The challenge benefits the ALS Association, which helps provide care services to people with ALS and their families.

Their global research program focuses on the discovery of treatments and eventually a cure for the disease.

When I took the challenge, I dedicated my experience and donation to an old friend whose father died two years ago after four years of fighting.

Ball State alumni Matthew Amaro has a unique perspective on the Ice Bucket Challenge. Two years ago, his brother, Robert, died of ALS at 49 years old. He went to the doctor after falling numerous times due to muscle failure and was diagnosed in February 2012.

Robert became dependent on an electronic wheelchair and his 24-hour nurse four months later. Because there is no cure for ALS and very little treatment. Robert died September of the same year after going into cardiac arrest.

After watching one of his role models lose his freedom and life to ALS, Matthew sees the ice bucket challenge as a positive trend.

“People are actually hearing and talking about it…I would talk to people about my brother dying from ALS and more often than not had to explain what it was,” Matthew says.

Robert Amaro interviewed for a documentary in October 2011, a year before he died.

Robert Amaro interviewed for a documentary in October 2011, a year before he died.

He acknowledges that the challenge has lost some of its meaning by people participating just to avoid making a donation. However, he chooses to give everyone the benefit of the doubt.

“Just because someone didn’t choose to make it known that they were donating doesn’t mean they didn’t,” Matthew said.

When Matthew took the challenge, he dedicated the experience to his late brother.

Matthew Amaro and Robert Amaro visited Times Square in April 2009.

Matthew Amaro and Robert Amaro visited Times Square in April 2009.
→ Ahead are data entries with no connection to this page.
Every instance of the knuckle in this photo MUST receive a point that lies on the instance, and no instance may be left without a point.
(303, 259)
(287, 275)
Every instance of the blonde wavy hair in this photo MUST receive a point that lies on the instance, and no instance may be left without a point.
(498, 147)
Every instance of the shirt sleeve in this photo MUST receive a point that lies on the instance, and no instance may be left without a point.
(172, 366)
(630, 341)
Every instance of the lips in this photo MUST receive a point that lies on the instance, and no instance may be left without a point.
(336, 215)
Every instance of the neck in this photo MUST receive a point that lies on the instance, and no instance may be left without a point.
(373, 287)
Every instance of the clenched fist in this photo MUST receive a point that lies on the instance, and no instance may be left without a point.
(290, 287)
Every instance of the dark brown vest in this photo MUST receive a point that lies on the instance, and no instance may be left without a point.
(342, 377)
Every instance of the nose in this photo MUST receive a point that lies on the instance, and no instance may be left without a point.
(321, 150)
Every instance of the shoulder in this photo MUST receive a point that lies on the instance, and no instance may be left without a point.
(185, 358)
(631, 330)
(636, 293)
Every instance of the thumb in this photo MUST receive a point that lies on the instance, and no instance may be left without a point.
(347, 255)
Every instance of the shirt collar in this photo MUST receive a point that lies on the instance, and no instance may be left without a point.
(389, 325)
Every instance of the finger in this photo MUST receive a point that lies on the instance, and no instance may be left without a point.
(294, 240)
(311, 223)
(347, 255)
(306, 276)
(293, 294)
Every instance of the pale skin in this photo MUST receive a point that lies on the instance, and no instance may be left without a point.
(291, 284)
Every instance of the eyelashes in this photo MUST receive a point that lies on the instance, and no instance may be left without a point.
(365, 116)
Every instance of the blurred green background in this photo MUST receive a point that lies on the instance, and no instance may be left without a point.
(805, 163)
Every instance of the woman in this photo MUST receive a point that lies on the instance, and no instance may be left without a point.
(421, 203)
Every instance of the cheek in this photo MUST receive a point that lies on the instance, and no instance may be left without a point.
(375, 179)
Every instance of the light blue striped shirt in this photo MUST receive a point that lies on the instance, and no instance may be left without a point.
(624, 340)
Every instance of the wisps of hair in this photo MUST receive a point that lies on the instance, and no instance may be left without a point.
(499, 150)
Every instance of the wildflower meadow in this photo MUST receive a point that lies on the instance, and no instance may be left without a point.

This trend began with Chris Kennedy in Sarasota, Florida. He was nominated by a friend to take part in this challenge and donate to any charity. He used the opportunity as a platform to give to Lou Gehrig’s disease research in honor of his cousin. Nominations continued until it reached Pete Frates, a former Boston college baseball player who also has ALS. He is credited with the founding of the craze because he nominated Tom Brady, which caused the trend to pickup speed.

Matthew says the point of pouring ice water on yourself is to mimic the feeling of what a person with ALS experiences daily: not extreme cold, but the loss of control of your own muscles while still feeling everything.

The ALS Association reports that they have received $107.4 million in donations this year compared to almost $3 million during the same time period last year, which is just over 30 days. Since this challenge hit social media, the association gained 3 million new donors. While that’s only a small portion of people partaking in the challenge, the numbers are rising exponentially by the week.

“Even though my brother died from this horrible disease, at least many others who will be diagnosed with have a chance,” Matthew says. “And while there is treatment that can slow down progression, there is a quality of life aspect that you have to dwell on as well. We’re looking for a cure.”